Frequently asked questions
What is CPU cache?
Small, very fast memory built into the CPU itself. Stores recently-used data so the CPU can access it instantly rather than waiting ~80ns for slower system RAM.L1 vs L2 vs L3 — what's the difference?
L1 is smallest/fastest (~64KB per core, ~1ns). L2 is mid (256KB-1MB per core, ~3ns). L3 is largest (16-128MB shared, ~10ns) but still 8× faster than RAM.How much cache do 2026 CPUs have?
Ryzen 5 9600X: 32MB L3. Ryzen 7 9800X3D: 96MB L3 (V-Cache). Ryzen 9 9950X3D: 128MB L3. Intel Core Ultra 9 285K: 36MB L3.Does more cache mean better gaming?

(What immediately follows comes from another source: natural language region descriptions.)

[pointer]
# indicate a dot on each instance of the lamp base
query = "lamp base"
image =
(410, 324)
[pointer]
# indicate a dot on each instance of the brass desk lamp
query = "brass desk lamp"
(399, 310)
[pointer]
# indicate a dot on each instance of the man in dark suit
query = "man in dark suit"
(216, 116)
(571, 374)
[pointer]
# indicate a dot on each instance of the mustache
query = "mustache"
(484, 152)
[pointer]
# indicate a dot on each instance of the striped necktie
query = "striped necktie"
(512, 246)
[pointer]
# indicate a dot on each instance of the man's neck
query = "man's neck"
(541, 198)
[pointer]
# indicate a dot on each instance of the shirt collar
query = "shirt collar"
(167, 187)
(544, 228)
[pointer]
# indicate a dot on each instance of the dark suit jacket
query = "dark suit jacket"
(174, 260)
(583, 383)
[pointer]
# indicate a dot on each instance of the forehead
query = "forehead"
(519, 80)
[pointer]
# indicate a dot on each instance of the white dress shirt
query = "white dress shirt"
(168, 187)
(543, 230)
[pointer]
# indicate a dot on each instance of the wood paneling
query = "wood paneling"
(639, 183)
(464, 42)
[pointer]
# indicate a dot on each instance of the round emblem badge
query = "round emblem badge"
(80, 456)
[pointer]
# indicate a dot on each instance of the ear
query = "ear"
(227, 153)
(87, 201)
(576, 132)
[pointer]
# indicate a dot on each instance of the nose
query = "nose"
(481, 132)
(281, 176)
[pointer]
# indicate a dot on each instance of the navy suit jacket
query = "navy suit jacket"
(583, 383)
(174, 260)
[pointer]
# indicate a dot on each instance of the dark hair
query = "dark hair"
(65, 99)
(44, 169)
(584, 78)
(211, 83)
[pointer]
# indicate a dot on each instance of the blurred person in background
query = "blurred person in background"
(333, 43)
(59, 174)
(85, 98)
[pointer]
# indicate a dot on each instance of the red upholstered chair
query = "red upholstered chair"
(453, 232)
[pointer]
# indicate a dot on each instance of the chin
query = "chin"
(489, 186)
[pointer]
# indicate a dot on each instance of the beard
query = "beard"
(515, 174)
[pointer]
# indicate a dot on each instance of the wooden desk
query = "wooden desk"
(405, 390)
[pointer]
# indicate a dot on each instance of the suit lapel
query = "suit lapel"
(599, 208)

For many games, yes. Bigger L3 fits more game state, reducing RAM accesses. X3D variants deliver 15-20% higher FPS in CPU-bound games vs non-X3D.What is AMD's 3D V-Cache?
AMD physically stacks an extra cache die on top of the CPU compute die — adding ~64MB extra L3. The Ryzen 7 9800X3D ends up with 96MB total L3, which is gaming-optimal.Is cache shared between cores?

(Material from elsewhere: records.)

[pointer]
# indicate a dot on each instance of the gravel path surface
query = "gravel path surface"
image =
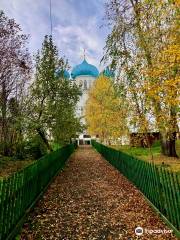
(91, 200)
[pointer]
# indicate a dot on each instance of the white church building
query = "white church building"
(84, 75)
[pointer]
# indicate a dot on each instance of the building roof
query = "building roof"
(84, 69)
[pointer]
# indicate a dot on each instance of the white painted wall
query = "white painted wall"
(85, 82)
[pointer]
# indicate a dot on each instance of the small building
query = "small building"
(143, 139)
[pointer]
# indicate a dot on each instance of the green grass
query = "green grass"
(170, 163)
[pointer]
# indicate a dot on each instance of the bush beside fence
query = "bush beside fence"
(160, 186)
(20, 190)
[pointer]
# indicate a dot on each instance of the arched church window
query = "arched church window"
(85, 85)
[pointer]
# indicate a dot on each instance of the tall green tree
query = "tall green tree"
(15, 71)
(140, 30)
(52, 97)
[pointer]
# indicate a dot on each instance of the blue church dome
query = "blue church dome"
(84, 69)
(62, 73)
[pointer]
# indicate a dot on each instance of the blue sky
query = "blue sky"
(76, 25)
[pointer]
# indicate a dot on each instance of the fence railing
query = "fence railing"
(20, 190)
(160, 186)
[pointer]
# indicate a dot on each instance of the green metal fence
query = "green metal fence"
(20, 190)
(160, 186)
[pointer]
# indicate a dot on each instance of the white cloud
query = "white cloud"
(73, 27)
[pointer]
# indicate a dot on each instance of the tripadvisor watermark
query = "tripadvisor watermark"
(140, 231)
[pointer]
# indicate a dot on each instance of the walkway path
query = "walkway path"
(91, 200)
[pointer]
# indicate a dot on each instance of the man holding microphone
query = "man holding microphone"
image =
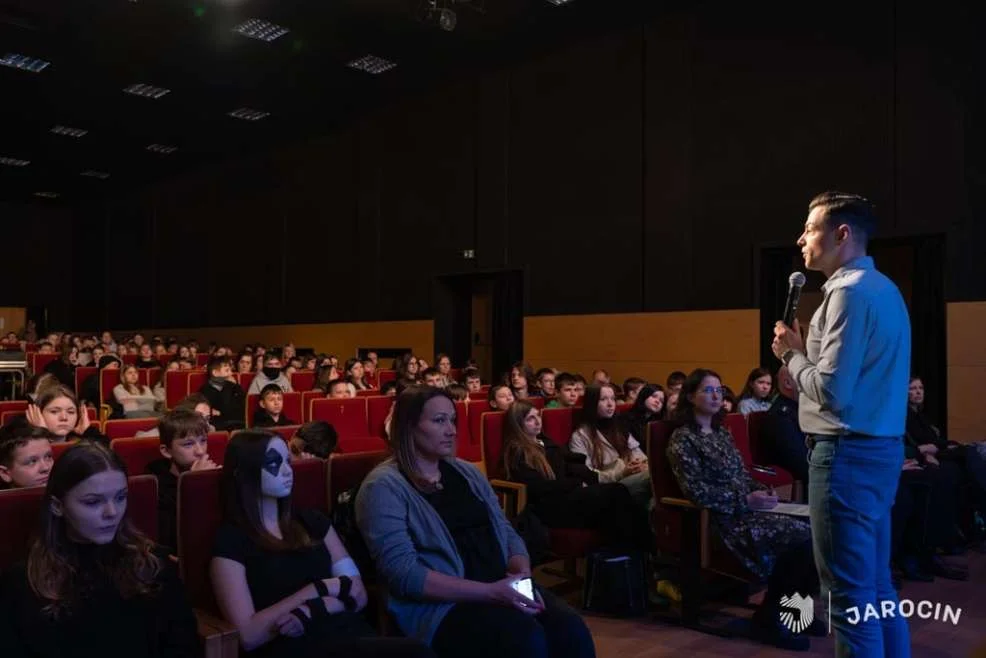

L1 and L2 are private to each core. L3 is shared across cores in the same CCD. Ryzen 9 chips have two CCDs each with their own L3 pool.Cache hit vs cache miss?
Hit = data found in cache (fast, 1-10ns). Miss = data not in cache, must fetch from next level or RAM (~80ns). Modern CPUs achieve 95-99% hit rates.Does cache matter for video editing?
Less than for gaming. Video editing and rendering are compute-bound — they benefit more from cores and clocks. Cache helps but isn't the bottleneck.